To sketch the graph, start by marking a point at (2, 3). Since f'(x) > 0 for x < 2, the function is increasing to the left of x = 2. Therefore, draw a curve that slopes upward to the left of (2, 3). Similarly, since f'(x) < 0 for x > 2, the function is decreasing to the right of x = 2. Thus, draw a curve that slopes downward to the right of (2, 3).

(b) For f'(x) < 0 for x < 2 and f'(x) > 0 for x > 2, this indicates that the function is decreasing for x < 2 and increasing for x > 2. Again, since f'(2) = 0, the graph will have a local maximum or minimum at x = 2.

Start by marking a point at (2, 3). Since f'(x) < 0 for x < 2, the function is decreasing to the left of x = 2. So, draw a curve that slopes downward to the left of (2, 3). Similarly, since f'(x) > 0 for x > 2, draw a curve that slopes upward to the right of (2, 3).
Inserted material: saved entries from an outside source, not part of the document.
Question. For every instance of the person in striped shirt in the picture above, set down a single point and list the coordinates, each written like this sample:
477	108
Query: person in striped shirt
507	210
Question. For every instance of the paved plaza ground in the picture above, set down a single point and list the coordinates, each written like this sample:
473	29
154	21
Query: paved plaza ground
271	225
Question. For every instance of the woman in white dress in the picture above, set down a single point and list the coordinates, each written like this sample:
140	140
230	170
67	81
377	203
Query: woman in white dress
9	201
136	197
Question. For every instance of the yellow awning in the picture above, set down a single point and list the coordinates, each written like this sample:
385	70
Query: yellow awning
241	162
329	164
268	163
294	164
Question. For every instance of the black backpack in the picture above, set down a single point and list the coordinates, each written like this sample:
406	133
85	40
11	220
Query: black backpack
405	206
(c) For f'(x) < 0 for x not equal to 2, this means the function is always decreasing, except possibly at x = 2.

Start by marking a point at (2, 3). Since f'(x) < 0 for x not equal to 2, draw a curve that slopes downward throughout the entire graph.

(d) For f'(x) > 0 for x not equal to 2, this means the function is always increasing, except possibly at x = 2.

Start by marking a point at (2, 3). Since f'(x) > 0 for x not equal to 2, draw a curve that slopes upward throughout the entire graph.

Remember, these descriptions provide a general idea of how the graph will look. The specific shape of the graph may vary based on the actual function f(x) chosen to satisfy the given conditions.